Et puis, un peu d'amour dans ce monde de brutes, la difficulté d'aimer, la peur de s'engager pour Sally et Bannerman, se reconstruire sur des blessures ce n'est pas simple. N'oublions pas le beau personnage de Tania, enfant autiste, un sujet dont on parlait très peu à l'époque.

Un grand Peter May, lu avec énormément de plaisir. Si vous voulez en savoir plus sur ce palpitant roman noir paru chez Rouergue que je remercie, rendez-vous chez votre libraire préféré.

C'est un coup de ♥♥♥♥♥


Les jolies phrases

Ce sont des gens si bizarres. Ils ne peuvent même pas se décider à parler le français ou le flamand.

Vous savez, il n'y a pas moyen d'échapper aux choses qu'on regrette. Elles restent là, elles vous façonnent, même sans qu'on le sache. Et puis quelque chose ou quelqu'un fait tout remonter à la surface, et tout paraît encore pire après ces années d'enfouissement.

La situation avait un côté irréel. Comme un rêve. Ou, plus exactement, un cauchemar.

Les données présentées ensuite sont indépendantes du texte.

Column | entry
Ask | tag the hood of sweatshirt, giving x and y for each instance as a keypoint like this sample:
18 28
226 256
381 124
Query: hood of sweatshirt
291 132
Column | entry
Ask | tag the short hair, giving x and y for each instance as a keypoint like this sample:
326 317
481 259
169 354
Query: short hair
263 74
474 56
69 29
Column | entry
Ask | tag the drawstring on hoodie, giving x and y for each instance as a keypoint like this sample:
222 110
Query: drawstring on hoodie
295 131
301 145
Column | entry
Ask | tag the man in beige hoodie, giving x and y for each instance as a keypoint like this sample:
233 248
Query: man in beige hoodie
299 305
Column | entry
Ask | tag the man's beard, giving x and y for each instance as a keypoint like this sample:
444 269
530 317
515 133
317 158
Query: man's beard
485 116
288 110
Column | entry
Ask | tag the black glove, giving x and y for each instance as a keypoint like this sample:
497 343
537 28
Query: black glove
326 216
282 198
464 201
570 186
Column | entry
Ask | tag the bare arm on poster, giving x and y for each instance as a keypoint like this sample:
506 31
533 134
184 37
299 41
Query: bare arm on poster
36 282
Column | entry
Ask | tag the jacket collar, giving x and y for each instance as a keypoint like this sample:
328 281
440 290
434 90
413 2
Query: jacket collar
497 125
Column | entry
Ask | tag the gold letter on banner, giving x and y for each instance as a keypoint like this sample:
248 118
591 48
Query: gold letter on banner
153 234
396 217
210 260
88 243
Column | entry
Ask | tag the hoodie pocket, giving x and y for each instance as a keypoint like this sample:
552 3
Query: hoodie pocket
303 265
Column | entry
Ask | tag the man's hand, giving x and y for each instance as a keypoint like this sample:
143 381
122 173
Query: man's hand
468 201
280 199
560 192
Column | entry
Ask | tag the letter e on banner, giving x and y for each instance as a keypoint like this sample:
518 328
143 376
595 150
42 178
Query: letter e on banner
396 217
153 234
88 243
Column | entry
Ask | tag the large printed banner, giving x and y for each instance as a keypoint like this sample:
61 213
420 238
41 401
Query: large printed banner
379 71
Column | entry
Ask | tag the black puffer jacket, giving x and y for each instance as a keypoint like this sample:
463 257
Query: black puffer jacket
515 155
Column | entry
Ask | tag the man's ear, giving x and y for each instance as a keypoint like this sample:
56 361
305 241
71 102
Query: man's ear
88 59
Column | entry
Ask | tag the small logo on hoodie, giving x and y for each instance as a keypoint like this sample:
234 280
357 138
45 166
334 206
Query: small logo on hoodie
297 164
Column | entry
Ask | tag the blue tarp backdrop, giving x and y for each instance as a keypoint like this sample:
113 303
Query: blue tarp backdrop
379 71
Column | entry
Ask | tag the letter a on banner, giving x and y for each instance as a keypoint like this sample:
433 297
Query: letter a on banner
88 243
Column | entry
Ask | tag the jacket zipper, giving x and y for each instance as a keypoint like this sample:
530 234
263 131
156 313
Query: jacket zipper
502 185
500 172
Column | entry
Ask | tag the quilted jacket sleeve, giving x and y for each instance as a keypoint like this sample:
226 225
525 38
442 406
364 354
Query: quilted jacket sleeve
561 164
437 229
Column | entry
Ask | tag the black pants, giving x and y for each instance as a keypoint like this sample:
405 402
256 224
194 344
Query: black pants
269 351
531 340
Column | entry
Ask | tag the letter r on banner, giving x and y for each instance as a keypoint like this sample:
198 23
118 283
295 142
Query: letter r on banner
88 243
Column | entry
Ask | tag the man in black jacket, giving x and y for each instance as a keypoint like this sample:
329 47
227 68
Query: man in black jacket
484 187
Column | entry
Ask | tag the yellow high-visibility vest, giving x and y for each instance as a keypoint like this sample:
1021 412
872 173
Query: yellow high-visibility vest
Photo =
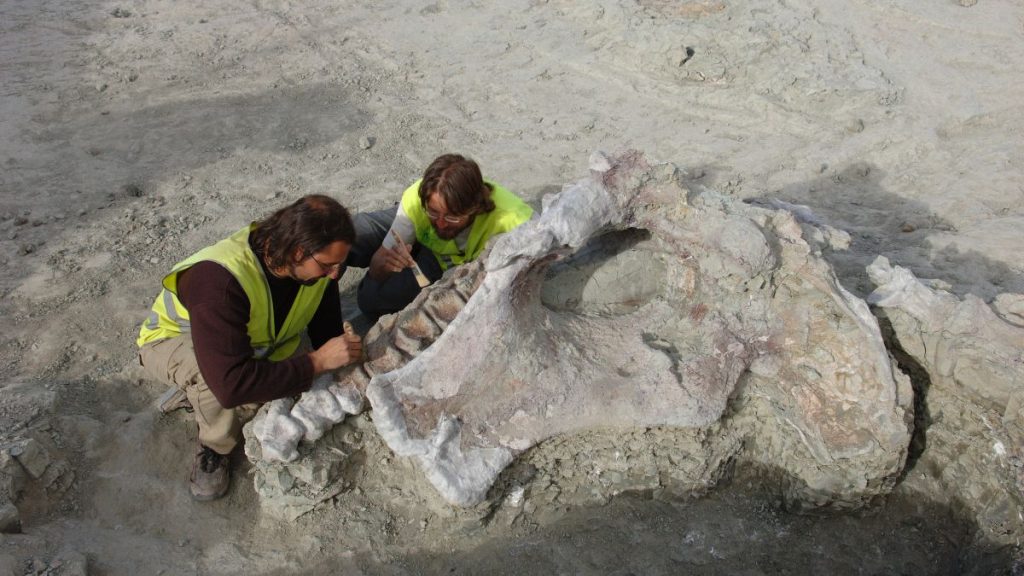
509 212
169 318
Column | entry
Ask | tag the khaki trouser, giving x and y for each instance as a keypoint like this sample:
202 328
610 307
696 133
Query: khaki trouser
173 362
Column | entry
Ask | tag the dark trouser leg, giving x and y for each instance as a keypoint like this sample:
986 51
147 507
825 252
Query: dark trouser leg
377 298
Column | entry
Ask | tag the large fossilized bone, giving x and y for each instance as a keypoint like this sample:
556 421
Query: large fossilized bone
578 326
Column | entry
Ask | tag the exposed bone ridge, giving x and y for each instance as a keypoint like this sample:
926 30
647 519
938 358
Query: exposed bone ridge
633 302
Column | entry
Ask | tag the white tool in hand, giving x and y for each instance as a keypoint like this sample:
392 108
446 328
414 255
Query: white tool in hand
421 278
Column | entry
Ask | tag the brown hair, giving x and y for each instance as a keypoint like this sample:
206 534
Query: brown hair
459 181
310 223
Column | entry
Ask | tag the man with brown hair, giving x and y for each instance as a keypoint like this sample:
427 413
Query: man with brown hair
226 327
443 219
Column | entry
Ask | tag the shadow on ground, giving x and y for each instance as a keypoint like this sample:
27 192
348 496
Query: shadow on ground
737 529
881 222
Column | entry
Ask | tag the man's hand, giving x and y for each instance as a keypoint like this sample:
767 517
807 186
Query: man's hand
386 261
338 352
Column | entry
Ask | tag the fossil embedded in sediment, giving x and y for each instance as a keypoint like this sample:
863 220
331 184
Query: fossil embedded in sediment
632 301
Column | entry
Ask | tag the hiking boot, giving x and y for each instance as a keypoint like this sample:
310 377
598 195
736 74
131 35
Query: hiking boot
211 475
172 400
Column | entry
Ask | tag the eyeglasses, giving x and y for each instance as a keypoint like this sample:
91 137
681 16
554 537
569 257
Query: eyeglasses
449 217
328 269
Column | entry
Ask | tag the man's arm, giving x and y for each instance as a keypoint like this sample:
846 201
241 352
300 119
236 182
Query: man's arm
391 257
218 310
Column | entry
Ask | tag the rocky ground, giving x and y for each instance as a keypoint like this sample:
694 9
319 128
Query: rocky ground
132 133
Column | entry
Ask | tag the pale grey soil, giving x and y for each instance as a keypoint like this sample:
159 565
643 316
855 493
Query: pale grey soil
132 133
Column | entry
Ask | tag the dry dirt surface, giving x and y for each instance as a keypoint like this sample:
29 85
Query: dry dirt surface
133 133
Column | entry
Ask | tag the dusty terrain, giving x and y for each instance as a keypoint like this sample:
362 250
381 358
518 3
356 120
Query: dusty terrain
132 133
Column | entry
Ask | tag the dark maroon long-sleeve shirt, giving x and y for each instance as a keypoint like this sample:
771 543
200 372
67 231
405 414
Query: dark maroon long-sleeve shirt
218 310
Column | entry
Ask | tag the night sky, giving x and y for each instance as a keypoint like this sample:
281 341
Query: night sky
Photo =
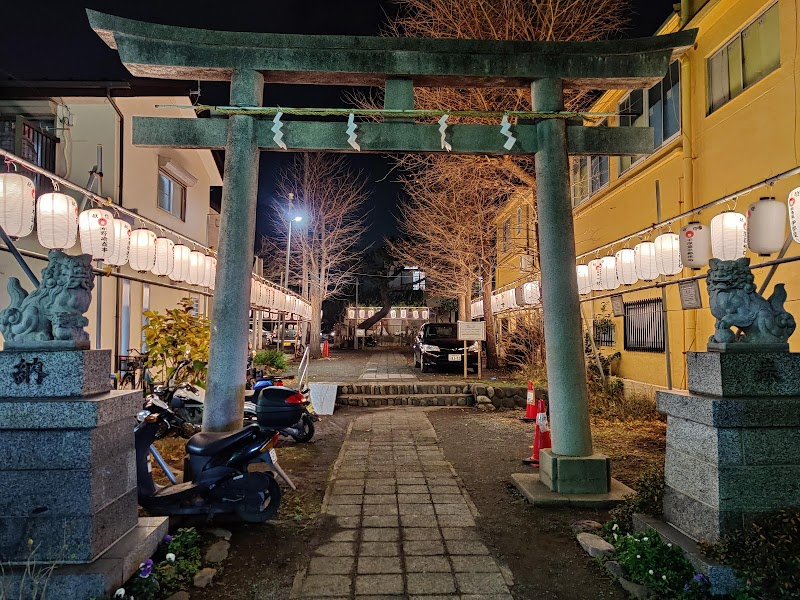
52 40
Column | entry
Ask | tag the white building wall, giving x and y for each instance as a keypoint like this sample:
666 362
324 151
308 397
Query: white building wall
96 122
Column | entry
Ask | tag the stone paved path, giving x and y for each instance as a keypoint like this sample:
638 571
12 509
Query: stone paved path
407 526
387 366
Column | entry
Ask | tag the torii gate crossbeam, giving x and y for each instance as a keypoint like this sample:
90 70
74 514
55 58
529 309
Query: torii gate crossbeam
399 64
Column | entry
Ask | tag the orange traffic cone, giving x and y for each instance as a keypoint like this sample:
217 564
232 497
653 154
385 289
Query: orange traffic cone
541 437
530 406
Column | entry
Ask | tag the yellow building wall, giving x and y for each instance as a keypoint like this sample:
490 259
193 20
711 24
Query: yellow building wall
748 140
751 138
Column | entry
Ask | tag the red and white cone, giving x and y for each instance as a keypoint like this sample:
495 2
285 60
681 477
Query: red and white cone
541 437
530 405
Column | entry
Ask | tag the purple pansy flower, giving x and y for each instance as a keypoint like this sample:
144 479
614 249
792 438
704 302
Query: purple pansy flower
146 568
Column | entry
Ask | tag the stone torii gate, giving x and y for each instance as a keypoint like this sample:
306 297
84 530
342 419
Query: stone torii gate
247 60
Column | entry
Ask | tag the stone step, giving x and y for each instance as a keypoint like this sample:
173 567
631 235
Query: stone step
400 389
367 400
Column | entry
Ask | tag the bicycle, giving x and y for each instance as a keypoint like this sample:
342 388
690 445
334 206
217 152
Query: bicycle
135 364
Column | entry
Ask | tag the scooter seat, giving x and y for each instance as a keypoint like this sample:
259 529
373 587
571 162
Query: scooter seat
207 443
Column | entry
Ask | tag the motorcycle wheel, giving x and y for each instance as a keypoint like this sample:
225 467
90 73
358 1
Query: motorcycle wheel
261 506
307 423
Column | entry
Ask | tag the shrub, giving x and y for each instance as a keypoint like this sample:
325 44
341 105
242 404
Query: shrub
175 335
274 360
765 555
648 499
647 560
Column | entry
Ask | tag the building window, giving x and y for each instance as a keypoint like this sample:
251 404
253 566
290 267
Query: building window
658 107
644 325
752 54
506 235
589 175
171 195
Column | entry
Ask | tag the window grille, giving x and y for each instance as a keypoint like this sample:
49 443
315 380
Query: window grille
604 333
644 325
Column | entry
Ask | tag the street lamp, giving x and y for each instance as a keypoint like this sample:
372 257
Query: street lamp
292 219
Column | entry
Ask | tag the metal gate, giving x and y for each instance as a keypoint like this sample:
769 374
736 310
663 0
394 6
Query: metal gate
644 325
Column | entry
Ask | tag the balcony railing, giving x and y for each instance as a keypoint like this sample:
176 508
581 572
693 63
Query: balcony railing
28 141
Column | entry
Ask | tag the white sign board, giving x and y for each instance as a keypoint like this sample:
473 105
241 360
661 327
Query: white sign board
472 331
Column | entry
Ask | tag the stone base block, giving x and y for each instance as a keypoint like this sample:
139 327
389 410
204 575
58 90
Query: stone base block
736 374
575 474
538 494
100 578
67 539
54 374
722 578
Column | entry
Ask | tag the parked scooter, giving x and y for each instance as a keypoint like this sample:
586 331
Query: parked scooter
216 476
270 392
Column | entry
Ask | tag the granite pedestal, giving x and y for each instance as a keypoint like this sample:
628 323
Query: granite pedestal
68 472
733 441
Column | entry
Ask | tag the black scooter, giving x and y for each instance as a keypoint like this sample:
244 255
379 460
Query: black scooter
216 476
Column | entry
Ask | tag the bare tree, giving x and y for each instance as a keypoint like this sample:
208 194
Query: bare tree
482 180
330 197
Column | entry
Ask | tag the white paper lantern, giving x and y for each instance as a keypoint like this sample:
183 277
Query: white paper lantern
794 213
695 242
584 279
608 273
729 235
595 279
197 268
142 255
180 268
96 227
212 283
122 243
57 221
165 257
17 204
209 262
645 261
766 226
626 266
668 254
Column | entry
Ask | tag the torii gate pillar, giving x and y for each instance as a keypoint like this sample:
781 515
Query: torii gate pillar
570 467
237 229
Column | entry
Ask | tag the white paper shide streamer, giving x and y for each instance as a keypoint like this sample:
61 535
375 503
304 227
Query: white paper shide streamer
276 129
351 132
443 133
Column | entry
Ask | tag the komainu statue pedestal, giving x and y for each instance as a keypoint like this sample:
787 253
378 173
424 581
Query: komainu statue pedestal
68 474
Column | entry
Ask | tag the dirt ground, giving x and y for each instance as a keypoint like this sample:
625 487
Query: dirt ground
485 449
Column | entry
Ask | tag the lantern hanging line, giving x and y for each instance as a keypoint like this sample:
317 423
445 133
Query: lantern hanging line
11 158
726 199
100 201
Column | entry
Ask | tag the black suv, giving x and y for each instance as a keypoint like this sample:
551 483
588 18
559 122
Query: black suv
437 345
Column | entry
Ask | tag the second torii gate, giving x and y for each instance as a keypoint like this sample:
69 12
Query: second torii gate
399 64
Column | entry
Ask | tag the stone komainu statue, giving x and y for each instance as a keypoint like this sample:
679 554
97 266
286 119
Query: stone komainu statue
735 303
54 310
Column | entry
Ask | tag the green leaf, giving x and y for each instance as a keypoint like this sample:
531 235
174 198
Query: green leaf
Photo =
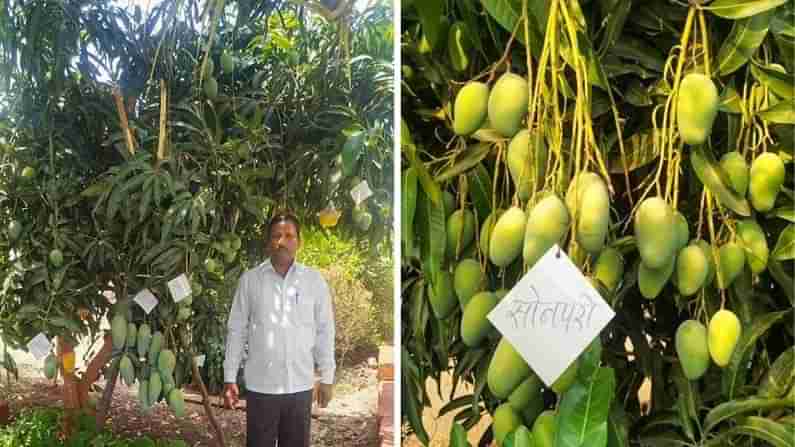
739 9
430 12
583 412
780 376
785 247
733 408
408 201
458 436
782 112
470 158
714 179
734 374
743 40
782 84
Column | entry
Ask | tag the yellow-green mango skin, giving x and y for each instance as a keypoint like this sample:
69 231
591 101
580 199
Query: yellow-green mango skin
527 161
474 324
730 263
691 270
609 268
527 393
652 281
468 279
547 223
507 237
696 108
566 380
486 229
459 46
505 420
751 236
507 370
508 104
654 233
682 230
692 348
470 108
442 297
767 177
460 223
723 332
544 429
735 166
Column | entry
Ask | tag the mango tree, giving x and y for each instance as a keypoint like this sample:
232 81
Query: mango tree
651 141
111 189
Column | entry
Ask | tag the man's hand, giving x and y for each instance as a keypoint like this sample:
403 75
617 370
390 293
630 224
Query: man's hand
324 392
231 395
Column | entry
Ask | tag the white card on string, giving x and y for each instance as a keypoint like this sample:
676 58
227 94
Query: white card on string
551 315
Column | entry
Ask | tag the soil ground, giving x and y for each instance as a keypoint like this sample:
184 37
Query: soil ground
349 420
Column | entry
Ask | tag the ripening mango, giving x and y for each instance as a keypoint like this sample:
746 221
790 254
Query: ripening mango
723 333
696 108
547 223
733 163
527 161
470 108
508 104
751 236
691 270
767 177
507 237
468 279
692 348
654 233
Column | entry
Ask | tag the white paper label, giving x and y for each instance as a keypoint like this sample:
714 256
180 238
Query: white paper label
179 287
361 192
39 346
551 315
146 300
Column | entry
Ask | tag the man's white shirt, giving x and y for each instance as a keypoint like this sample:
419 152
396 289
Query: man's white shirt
288 324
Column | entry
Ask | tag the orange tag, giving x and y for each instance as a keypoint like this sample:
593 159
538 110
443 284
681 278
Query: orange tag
69 363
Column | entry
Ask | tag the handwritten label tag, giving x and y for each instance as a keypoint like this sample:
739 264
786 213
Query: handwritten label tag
146 300
39 346
551 315
361 192
179 288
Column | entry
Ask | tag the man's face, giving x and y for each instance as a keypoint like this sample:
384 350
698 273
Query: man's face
283 242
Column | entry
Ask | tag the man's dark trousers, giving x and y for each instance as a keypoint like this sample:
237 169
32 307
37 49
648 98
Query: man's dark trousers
285 417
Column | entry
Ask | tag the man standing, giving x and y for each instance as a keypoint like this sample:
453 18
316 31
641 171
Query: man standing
282 309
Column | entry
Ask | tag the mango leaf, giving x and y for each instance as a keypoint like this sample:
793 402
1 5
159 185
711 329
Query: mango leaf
739 9
638 149
458 436
785 247
470 158
408 201
780 376
782 112
732 408
782 84
583 412
734 374
743 40
714 179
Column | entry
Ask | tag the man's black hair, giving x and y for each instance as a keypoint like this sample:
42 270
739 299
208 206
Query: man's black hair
284 216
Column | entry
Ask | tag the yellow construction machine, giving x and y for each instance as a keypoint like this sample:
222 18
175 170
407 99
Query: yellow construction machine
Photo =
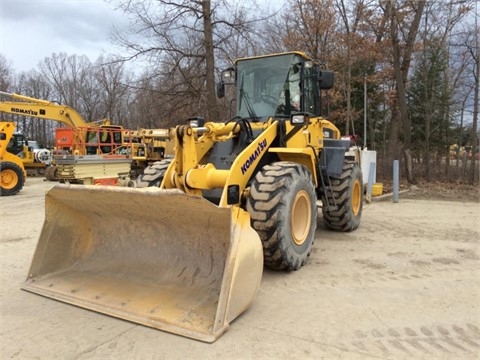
78 155
187 256
12 171
147 147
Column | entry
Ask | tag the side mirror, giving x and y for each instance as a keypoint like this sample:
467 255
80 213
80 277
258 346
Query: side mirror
325 79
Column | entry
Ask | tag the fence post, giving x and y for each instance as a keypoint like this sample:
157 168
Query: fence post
395 180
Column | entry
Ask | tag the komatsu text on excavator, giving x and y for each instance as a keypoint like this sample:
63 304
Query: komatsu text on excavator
186 254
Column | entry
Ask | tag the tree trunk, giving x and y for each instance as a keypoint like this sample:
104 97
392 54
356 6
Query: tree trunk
210 62
401 63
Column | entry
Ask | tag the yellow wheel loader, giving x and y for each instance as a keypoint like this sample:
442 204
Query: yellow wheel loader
186 256
12 171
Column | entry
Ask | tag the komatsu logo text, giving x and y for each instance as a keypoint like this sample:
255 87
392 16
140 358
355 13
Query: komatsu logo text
261 146
24 112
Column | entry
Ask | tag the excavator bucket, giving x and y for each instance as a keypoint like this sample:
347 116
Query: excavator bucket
160 258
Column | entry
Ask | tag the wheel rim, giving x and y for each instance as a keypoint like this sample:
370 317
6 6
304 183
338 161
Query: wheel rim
9 179
356 198
300 218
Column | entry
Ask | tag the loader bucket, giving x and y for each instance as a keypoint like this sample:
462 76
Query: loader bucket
156 257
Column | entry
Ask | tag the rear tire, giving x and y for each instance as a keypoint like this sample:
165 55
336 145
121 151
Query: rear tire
153 174
12 178
283 211
348 194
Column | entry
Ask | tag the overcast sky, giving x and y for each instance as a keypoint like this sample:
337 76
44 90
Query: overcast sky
31 30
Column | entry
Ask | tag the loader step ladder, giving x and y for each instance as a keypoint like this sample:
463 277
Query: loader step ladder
327 191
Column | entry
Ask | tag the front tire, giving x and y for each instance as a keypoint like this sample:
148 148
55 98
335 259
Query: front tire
348 194
283 211
12 178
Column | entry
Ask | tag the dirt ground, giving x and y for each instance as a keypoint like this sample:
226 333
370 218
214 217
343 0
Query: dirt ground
405 285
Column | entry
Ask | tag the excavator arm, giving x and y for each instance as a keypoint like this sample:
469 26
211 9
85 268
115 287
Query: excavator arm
43 109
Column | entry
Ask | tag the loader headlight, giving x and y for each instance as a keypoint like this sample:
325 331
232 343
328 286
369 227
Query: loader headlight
299 119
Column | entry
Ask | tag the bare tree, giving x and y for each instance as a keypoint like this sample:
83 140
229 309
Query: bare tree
179 36
404 24
5 73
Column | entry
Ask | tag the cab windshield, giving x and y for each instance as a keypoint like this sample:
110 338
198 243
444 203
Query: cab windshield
270 86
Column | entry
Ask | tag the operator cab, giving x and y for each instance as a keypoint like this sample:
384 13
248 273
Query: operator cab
279 86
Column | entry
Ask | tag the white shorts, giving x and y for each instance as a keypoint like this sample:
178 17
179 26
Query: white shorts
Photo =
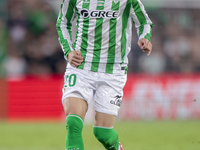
105 89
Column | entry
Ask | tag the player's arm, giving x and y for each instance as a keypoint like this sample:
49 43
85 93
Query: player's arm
63 26
143 25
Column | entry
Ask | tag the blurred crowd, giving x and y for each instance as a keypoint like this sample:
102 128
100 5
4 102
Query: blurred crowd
33 47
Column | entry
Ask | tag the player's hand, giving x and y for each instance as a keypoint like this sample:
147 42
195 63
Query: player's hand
145 45
75 58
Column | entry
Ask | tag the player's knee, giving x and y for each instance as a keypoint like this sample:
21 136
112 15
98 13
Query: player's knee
108 137
74 124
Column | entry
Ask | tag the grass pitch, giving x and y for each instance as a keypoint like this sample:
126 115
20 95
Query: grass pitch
165 135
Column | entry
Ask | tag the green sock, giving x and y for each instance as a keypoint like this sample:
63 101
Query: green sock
107 136
74 126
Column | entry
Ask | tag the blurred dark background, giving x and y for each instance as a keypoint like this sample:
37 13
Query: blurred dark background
28 31
165 85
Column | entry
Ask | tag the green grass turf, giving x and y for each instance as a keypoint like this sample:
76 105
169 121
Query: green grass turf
152 135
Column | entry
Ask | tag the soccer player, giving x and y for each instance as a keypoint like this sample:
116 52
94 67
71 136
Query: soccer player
97 68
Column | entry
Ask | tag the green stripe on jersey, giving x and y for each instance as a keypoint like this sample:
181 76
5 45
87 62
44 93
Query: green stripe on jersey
63 41
112 40
97 41
84 37
125 17
138 11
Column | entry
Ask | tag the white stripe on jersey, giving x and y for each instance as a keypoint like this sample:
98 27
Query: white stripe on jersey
91 38
105 41
65 33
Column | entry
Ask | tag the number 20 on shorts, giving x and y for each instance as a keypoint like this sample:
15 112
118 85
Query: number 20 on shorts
70 80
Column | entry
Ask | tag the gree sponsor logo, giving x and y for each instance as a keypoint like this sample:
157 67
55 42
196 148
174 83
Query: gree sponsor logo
99 14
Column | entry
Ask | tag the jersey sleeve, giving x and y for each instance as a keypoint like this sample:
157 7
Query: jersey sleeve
142 22
64 25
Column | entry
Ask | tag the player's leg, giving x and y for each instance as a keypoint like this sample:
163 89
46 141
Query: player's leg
108 99
75 109
104 132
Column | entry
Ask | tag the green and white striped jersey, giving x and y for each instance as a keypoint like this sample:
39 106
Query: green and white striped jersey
104 31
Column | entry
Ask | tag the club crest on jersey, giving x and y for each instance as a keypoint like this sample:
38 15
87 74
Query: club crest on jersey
99 14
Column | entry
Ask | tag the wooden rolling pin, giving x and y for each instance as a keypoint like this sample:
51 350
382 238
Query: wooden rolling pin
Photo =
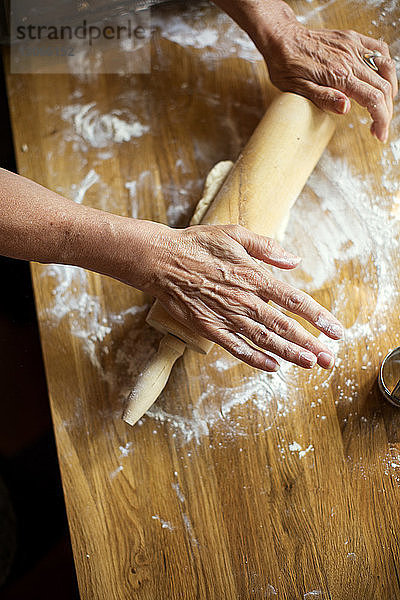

Une suite d'événements qu'il avait traversés sans avoir l'impression d'y participer.

Les gens ne sont pas toujours ce qu'ils paraissent être.

Ce qu'un homme fait avec ses mains est souvent le reflet de ce qui se passe dans sa tête.

Les pensées dérivaient dans son esprit comme des écharpes de brume. Dès qu'elle voulait s'en saisir, elles disparaissaient, et elle abandonnait.

Ce sont trop souvent ceux qui ont le plus besoin d'amour qui sont les plus difficiles à aimer.

En vérité, Janssen, l'on ne peut exister sans l'autre. Dans nuit, il n'y a pas de jour. Sans haine, il n'y a pas d'amour. Sans compassion, il n'y a pas d'égoïsme.

Parfois librement, parfois sous la contrainte. Un bon journaliste n'est pas seulement doué avec les mots, il sait obtenir des informations, il sait chercher. Sait où fureter, à qui demander.

Ce n'est pas non plus très juste, hein ? On peut s'avancer dans la vie en s'attendant qu'elle soit juste. Dieu, s'il existe, devait avoir la tête ailleurs le jour où il nous a mis sur cette planète, ou alors il joue à des échecs célestes dont nous sommes les pions qu'on peut facilement sacrifier sur le grand échiquier de l'univers, qu'on trouve ça juste ou pas. On peut parler de bien et de mal, même si c'est différent pour chacun de nous... Mais rien n'est juste.

Le pire, c'était de ne pas savoir ce qui était le mieux pour elle. Quand il s'agit de soi, on s'en fiche. On se maltraite. On fait tout de travers. On boit, on ignore les ordres du médecin. Mais quand il s'agit de quelqu'un d'autre, on se sent investi d'une responsabilité.

La perfection ne s'atteint qu'une fois. Jamais la deuxième fois. Ni la troisième. On passe le restant de sa vie à essayer de rattraper une illusion perdue.

Même ceux que nous aimons, ou pensons aimer, ne sont pas aussi importants à nos yeux que nous-mêmes. Voilà la véritable condition humaine. C'est ce que nous ressentons tous, mais nous avons honte d'admettre. Pourquoi, je n'en sais rien. Car l'égoïsme est l'essence de l'existence. (...)
Pouvez-vous me dire, par exemple, ce qui détermine notre vote dans une élection ? Nous votons évidemment pour le parti que nous jugeons le plus apte à nous procurer des avantages. Pourquoi pleurons-nous quand un être aimé disparaît ? Parce que nous avons subi une perte. Toutes les motivations sont égoïstes, même les motivations religieuses lorsqu'on promet la vie éternelle au ciel en récompense d'une vie pieuse sur la terre.